Salí perplejo de la reunión, convencido de que tenemos lo que nos merecemos. Pobres chavales.

8 Comments:

Blogger Nexus said...

Desde mi punto de vista los factores que provocan esta situación son:
*La cultura del ocio: yo quiero mi ocio y que no me lo quite nadie
*El cuidado responsable de los hijos entra en conflicto con el primer factor
*En España hay que acostarse tarde. Quien no lo hace, es tonto. (y eso que la razón principal es ¡para ver la TV!)
*Las jornadas laborales no ayudan a subsanar los problemas anteriores.

No sé si me dejo algo.

2/11/05 07:52

 
Blogger Michi said...

I agree con Nexus :)

2/11/05 11:35

 
Blogger Luis Amézaga said...

Eres uno de esos que van a las reuniones de padres. Un aplauso. Y encima no acorralarás al profesor exigiendo que el niño sea un prodigio de conocimientos y educación por cuenta del "establecimiento". Ya quedan pocos.

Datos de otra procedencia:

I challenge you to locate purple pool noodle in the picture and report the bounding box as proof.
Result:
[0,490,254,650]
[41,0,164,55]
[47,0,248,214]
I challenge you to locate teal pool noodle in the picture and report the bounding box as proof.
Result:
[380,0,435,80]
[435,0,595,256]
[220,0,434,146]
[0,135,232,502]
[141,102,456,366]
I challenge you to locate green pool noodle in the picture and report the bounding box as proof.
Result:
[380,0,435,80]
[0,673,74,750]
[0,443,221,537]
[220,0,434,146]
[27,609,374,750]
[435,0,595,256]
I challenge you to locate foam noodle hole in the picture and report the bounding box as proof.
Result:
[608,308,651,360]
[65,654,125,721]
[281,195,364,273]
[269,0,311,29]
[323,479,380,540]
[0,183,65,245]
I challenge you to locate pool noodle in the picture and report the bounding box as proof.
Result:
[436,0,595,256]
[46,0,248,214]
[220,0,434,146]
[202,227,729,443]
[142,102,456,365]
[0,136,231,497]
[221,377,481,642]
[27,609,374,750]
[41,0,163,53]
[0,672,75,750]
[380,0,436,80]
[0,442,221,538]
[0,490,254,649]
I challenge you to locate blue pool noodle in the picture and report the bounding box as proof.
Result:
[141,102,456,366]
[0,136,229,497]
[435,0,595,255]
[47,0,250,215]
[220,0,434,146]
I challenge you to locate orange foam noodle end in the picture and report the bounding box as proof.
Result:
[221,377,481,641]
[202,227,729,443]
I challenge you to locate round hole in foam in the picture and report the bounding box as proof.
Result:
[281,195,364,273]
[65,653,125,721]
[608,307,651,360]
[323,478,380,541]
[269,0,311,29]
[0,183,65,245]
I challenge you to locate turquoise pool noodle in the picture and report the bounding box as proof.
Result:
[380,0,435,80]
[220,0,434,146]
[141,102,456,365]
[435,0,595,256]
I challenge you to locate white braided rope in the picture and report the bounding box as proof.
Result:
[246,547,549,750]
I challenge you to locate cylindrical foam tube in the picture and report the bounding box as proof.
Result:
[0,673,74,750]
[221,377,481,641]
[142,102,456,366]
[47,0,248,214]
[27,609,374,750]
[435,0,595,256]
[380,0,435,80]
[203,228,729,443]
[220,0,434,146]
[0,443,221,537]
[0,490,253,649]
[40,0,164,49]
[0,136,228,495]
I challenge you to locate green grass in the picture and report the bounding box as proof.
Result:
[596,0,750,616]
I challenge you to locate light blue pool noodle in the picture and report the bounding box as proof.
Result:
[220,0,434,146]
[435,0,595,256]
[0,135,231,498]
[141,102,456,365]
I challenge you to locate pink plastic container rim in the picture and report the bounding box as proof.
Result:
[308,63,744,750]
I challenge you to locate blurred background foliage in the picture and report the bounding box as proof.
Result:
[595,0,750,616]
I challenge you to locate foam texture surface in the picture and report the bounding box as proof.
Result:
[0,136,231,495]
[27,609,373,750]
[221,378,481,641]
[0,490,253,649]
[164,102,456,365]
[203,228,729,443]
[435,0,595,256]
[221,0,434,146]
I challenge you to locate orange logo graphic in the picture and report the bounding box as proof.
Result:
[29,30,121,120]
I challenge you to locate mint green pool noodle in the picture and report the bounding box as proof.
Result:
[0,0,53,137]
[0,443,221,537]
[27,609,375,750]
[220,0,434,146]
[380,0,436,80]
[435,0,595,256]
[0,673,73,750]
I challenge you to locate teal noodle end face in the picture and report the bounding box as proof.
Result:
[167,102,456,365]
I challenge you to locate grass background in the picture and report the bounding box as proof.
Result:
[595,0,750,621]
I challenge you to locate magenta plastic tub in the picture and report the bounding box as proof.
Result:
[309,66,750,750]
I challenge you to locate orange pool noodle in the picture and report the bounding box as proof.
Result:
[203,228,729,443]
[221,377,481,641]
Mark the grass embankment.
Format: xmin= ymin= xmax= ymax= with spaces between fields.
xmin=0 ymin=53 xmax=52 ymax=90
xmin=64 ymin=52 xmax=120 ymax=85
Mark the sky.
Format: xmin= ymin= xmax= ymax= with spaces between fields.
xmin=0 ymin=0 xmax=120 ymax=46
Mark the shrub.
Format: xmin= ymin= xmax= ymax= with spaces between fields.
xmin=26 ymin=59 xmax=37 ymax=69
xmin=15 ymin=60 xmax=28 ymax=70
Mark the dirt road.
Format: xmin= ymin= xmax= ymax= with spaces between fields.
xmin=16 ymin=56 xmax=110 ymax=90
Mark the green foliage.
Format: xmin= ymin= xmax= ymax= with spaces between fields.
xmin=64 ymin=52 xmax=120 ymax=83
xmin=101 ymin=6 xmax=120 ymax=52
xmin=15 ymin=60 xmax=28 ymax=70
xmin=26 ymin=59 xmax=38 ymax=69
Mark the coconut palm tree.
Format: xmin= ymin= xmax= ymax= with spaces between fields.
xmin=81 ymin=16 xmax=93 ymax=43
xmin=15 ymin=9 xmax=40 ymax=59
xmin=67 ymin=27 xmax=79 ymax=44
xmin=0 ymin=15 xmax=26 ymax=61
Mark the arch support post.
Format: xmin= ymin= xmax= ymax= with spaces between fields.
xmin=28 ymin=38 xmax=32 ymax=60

No se ha mencionado la desmesurada importancia que damos al dinero y al "éxito" insustancial. Valores que se pretenden conseguir con el pelotazo y sin esfuerzo. El esfuerzo es para los idiotas. Así nos va.

2/11/05 12:56

 
Blogger wilson said...

Deprisa, deprisa. Todo se debe conseguir al instante. Dinero, éxito, reconocimiento. Comprar, gastar. La carta de los Reyes Magos ya tiene dos páginas. Es agotador.

2/11/05 23:17

 
Blogger David Morán said...

Concuerdo con su idea Wilson, ahora las escuelas conforman un nicho familiar para cada infante, los padres ocupados, relegan sus deberes tras una cuota mensual. La empleada domestica, la TV y la escuela suelen ser sus principales formadores, para bien o para mal, puesto que les brindan el valioso tiempo y la energía que sus progenitores no poseen.

Saludos y gracias por visitar “El Catracho”.

3/11/05 04:34

 
Blogger wilson said...

Eres bienvenido David.

3/11/05 09:47

 
Blogger La Magdalena said...

Yo no dejo de sorprenderme con la tontuna desbordada de algunos padres.
- Que mi niña no puede desayunar recién levantada. Normal y natural, que desayune a las siete de la tarde si le va mejor.
- Que no me da tiempo a comprar el pan. Pues declárese en huelga. Si tú lo que quieres es darle a tus niños pan de la "boutique del pan" de la esquina, baguette bien cocida, recientita, con semillas de cúrcuma, pues no tienes por qué aceptar darles pan de molde o pan congelado del día anterior. Pon a tus hijos en huelga de hambre hasta que el panadero te traiga el pan a casa. Y luego lo cuentas en el diario de Patricia para que te vean las vecinas.

Y digo yo, si no tienes tiempo para tus hijos, por qué no te compras un Tamagochi?

3/11/05 12:16

 
Blogger wilson said...

Saludos Magdalena. Algunos tienen hijos "pa tené de to". Que no falte de nada en esta casa.